Anti-Russian Sanctions Cost West Influence, Credibility, and $100 Billion

For nearly two years, independent journalists and analysts in the US and Europe have been saying that sanctions against Russia should be repealed. Now, surprisingly, even the hawkishly anti-Russian foreign policy journal Foreign Affairs has joined the chorus, a recent article suggesting that sanctions have been nothing but a costly mistake.
The comprehensive analysis, written by CATO Institute Visiting Fellow Emma Ashford, offers few kind words for Russia or its leaders, using phrases like ‘Kremlin cronies’, and alluding to Russia’s ‘behavior’, as if the country was a child that needed to be taught a lesson. Nonetheless, as far as Western sanctions against Russia are concerned, Ashford laid down the truth. And the truth stings.
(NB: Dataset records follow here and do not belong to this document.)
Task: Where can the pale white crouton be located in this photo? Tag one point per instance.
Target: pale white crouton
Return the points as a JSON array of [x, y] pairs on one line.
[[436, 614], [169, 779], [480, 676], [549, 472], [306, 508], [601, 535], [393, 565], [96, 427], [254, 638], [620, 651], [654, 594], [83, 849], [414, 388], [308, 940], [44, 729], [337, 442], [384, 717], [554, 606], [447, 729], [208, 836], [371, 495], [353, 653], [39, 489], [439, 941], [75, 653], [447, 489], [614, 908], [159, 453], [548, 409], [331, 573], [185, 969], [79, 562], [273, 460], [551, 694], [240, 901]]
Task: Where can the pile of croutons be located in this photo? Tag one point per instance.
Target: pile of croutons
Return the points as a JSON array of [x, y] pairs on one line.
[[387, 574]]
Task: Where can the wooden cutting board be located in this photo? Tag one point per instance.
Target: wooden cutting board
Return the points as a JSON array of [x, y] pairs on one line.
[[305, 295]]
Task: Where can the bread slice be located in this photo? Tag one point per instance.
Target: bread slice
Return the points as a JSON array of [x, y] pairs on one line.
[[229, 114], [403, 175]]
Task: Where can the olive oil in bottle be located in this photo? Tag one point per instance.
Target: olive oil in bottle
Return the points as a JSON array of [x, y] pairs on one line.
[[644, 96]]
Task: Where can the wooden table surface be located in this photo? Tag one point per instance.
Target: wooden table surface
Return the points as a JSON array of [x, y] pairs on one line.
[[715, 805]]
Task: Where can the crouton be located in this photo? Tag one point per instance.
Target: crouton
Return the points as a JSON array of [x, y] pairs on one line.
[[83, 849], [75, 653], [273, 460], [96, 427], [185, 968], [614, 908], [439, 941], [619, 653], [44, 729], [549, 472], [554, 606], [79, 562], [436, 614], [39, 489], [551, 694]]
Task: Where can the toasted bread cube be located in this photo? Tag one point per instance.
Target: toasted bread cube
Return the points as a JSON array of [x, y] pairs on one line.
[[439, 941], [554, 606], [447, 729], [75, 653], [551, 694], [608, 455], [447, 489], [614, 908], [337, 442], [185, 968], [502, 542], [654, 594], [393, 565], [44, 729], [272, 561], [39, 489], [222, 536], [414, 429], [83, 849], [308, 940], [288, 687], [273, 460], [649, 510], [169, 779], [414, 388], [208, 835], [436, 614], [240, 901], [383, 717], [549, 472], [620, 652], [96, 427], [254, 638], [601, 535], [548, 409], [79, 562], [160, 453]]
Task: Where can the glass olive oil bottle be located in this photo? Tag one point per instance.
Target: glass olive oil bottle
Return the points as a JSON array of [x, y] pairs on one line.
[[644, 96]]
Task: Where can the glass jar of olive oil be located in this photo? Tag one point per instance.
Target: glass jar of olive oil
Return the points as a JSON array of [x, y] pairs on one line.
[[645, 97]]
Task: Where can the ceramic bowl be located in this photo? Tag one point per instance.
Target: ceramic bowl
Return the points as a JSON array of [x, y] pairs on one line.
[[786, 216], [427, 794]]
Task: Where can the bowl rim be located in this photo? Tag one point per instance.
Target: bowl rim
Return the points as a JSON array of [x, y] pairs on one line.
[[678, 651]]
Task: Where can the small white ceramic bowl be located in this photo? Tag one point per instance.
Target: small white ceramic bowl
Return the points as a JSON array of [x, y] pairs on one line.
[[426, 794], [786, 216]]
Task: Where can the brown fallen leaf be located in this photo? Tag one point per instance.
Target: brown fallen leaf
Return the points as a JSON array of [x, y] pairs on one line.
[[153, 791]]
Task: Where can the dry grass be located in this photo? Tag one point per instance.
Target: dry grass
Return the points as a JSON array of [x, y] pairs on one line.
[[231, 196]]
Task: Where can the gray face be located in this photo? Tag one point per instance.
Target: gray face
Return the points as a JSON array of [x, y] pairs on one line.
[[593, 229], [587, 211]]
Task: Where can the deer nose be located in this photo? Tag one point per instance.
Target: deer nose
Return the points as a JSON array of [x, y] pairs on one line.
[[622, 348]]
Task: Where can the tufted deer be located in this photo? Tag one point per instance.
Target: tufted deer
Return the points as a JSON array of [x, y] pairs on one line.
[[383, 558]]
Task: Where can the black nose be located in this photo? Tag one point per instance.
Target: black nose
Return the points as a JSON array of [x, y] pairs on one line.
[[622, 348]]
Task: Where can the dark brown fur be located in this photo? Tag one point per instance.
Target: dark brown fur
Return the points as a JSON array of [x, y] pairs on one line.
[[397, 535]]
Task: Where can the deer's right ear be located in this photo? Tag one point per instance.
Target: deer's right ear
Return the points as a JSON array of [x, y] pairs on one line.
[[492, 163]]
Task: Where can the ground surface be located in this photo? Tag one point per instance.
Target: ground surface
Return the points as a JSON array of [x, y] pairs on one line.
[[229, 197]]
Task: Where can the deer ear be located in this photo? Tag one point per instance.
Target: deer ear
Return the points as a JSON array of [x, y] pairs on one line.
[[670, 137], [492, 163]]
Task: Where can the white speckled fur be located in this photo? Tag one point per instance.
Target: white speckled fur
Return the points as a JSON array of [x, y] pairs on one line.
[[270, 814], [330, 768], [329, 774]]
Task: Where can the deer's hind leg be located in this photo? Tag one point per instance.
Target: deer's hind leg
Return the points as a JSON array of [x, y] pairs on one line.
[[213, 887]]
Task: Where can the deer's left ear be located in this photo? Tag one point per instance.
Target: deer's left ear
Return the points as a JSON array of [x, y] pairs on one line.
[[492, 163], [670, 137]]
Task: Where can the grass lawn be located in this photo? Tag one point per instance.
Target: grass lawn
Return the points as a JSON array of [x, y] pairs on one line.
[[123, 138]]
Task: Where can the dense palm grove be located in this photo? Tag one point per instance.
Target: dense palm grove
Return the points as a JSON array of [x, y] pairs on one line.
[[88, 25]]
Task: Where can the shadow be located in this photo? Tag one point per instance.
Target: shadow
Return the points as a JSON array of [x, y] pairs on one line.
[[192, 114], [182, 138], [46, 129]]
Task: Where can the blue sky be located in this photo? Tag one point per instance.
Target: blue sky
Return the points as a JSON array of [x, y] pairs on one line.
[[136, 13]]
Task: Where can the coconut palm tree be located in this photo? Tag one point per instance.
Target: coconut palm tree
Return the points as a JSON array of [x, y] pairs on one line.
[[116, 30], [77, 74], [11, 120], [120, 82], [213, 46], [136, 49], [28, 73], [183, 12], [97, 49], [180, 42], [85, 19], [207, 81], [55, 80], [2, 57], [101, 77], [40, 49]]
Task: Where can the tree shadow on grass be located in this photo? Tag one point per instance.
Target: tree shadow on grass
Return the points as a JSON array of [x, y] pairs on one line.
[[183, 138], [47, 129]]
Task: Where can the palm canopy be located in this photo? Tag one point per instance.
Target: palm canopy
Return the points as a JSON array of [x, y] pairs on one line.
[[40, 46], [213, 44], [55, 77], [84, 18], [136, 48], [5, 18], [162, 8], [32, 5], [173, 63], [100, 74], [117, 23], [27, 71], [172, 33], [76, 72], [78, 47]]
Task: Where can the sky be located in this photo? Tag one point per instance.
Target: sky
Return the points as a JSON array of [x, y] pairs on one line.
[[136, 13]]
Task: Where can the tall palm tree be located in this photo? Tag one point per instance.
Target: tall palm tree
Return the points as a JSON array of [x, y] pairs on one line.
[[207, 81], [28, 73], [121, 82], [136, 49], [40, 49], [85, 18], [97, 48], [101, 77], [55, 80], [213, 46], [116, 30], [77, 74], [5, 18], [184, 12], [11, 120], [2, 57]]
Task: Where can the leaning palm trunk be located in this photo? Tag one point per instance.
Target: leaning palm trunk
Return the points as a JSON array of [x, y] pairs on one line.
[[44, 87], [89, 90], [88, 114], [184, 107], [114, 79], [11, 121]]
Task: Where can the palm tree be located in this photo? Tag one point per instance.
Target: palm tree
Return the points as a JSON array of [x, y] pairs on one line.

At first glance, the analyst suggested, “considering the dire state of Russia’s economy, [Western] sanctions might appear to be working. The value of the ruble has fallen by 76 percent against the dollar since the restrictions were imposed, and inflation for consumer goods hit 16 percent in 2015. That same year, the International Monetary Fund estimated, Russia’s GDP was to shrink by more than three percent.”
“In fact, however,” she notes, “Western policymakers got lucky: the sanctions coincided with the collapse of global oil prices, worsening, but not causing, Russia’s economic decline. The ruble’s exchange rate has tracked global oil prices more closely than any new sanctions, and many of the actions taken by the Russian government, including the slashing of the state budget, are similar to those it took when oil prices fell during the 2008 financial crisis.”
“The sanctions have inhibited access to Western financing, forcing Russian banks to turn to the government for help. This has run down the Kremlin’s foreign reserves and led the government to engage in various unorthodox financial maneuvers, such as allowing the state-owned oil company Rosneft to recapitalize itself from state coffers. Yet the Russian government has been able to weather the crisis by providing emergency capital to wobbling banks, allowing the ruble to float freely, and making targeted cuts to the state budget while providing financial stimulus through increased spending on pensions.”Therefore, Ashford points out, “even with continued low oil prices, the [IMF] expects that growth will return to the Russian economy in 2016, albeit at a sluggish 1.5 percent.”